Suggesting that Hillary Clinton was ever in a position to significantly influence tax law is patently false. All tax law is constitutionally mandated to initiate from the House of Representatives. She was the junior Senator from New York. Her potential to influence that area would be only marginally more significant than the average citizen’s. Members of the Senate just do not draft tax policy.
I don’t really see any of this as being about holding Trump individually responsible for anything per se, so much as highlighting a cultural inconsistency. The Republican Party has nominated Trump. Prominent members of that Party have definitely criticized (and I believe demonized) poor(er) people for not paying federal income tax. For those same people to now laud Trump as brilliant for presumably not paying those same taxes is, at the least, tone deaf. *I don’t think it matters for this portion of the discussion whether he actually did or did not pay tax, because the point is the contrast in the attitudes towards people of differing socio-economic strata. That said, Trump actually said “of course I did” when Anderson Cooper asked him if he used that write off to avoid paying any federal income taxes for more than a decade.

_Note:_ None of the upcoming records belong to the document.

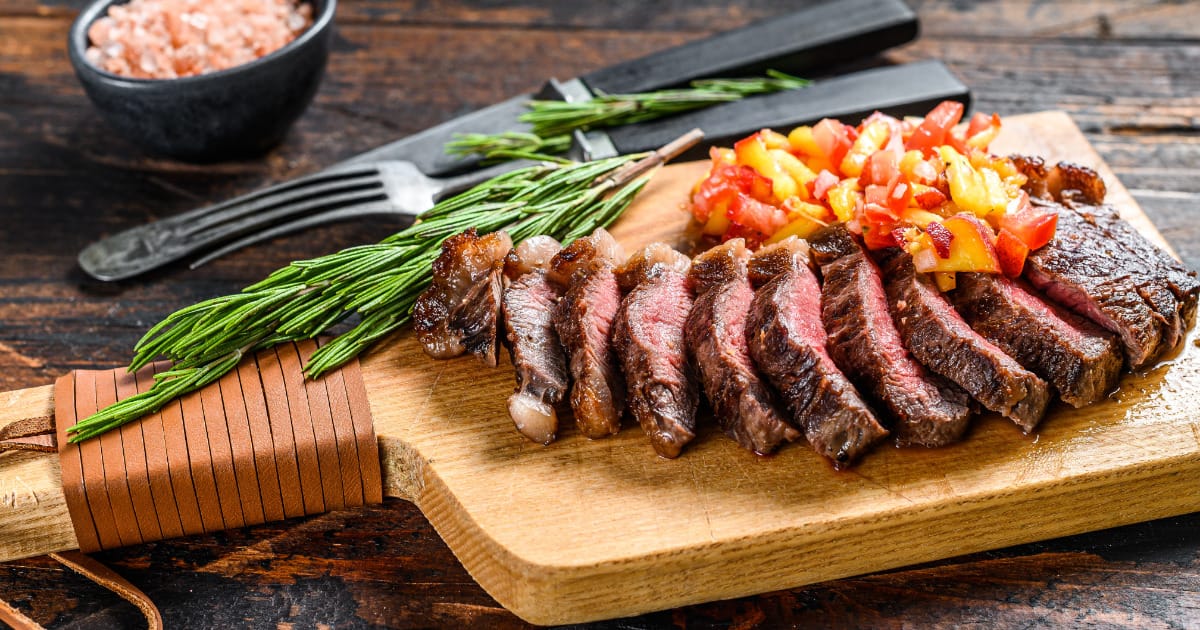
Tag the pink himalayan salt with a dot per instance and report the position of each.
(169, 39)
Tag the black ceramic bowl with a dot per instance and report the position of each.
(239, 112)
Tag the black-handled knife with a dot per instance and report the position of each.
(397, 186)
(810, 40)
(911, 89)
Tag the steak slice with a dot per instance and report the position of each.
(1102, 268)
(1168, 274)
(1078, 358)
(1060, 180)
(648, 339)
(460, 311)
(864, 342)
(787, 342)
(538, 357)
(583, 321)
(717, 342)
(941, 340)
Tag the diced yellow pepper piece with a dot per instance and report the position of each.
(795, 169)
(773, 139)
(796, 208)
(802, 226)
(919, 217)
(997, 195)
(971, 250)
(753, 153)
(967, 186)
(723, 155)
(844, 198)
(801, 138)
(909, 165)
(718, 221)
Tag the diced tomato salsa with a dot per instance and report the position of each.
(924, 184)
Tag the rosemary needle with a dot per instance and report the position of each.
(553, 121)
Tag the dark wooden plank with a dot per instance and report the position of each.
(1125, 70)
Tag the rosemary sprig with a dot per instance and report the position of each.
(377, 282)
(510, 145)
(553, 121)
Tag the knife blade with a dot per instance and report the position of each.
(811, 39)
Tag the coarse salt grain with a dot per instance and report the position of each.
(169, 39)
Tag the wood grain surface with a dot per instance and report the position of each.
(1125, 71)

And suggesting that poor people who don’t pay income taxes are not contributing to society is both disingenuous and cruel. The majority of the 46–47% of the U.S. population who do not pay federal income taxes are regular wage workers, retirees, military personnel — in other words, people who have contributed and continue to contribute to society. Trump is certainly not of any more inherent value to society than all of those people are. When a “job creator” like Trump hires someone from the “lower classes” to perform labor he is not doing either that individual or the society as a whole some sort of magnanimous favor. He is purchasing a needed service. And, although I personally have no idea what Trump’s pay scale is for every worker he has ever employed, chances are fairly good that some of those workers have been employed at a wage that puts them below the threshold for accruing federal income tax debt. These are not people “just living off a system and requesting more taxes from the top to provide them.”
On something of a side not: if the media is not taking a broad enough or fair enough view of Trump’s tax data, he has no one to blame but himself. He could release the information at any time, just as every other candidate for decades has done. He could take the time to explain himself. He does not. Trump has demanded transparency of other candidates/officials in the past regarding things that no one had ever previously been even asked to display. It does seem suspicious, and perhaps insulting, that he now refuses to provide any transparency in one area in which candidates have traditionally been transparent, and the one realm that might best highlight whether or not he actually is qualified to do the job he seeks. His CV for the position consists of nothing more than his claim that he is a great and highly successful businessman. Let’s see that on paper.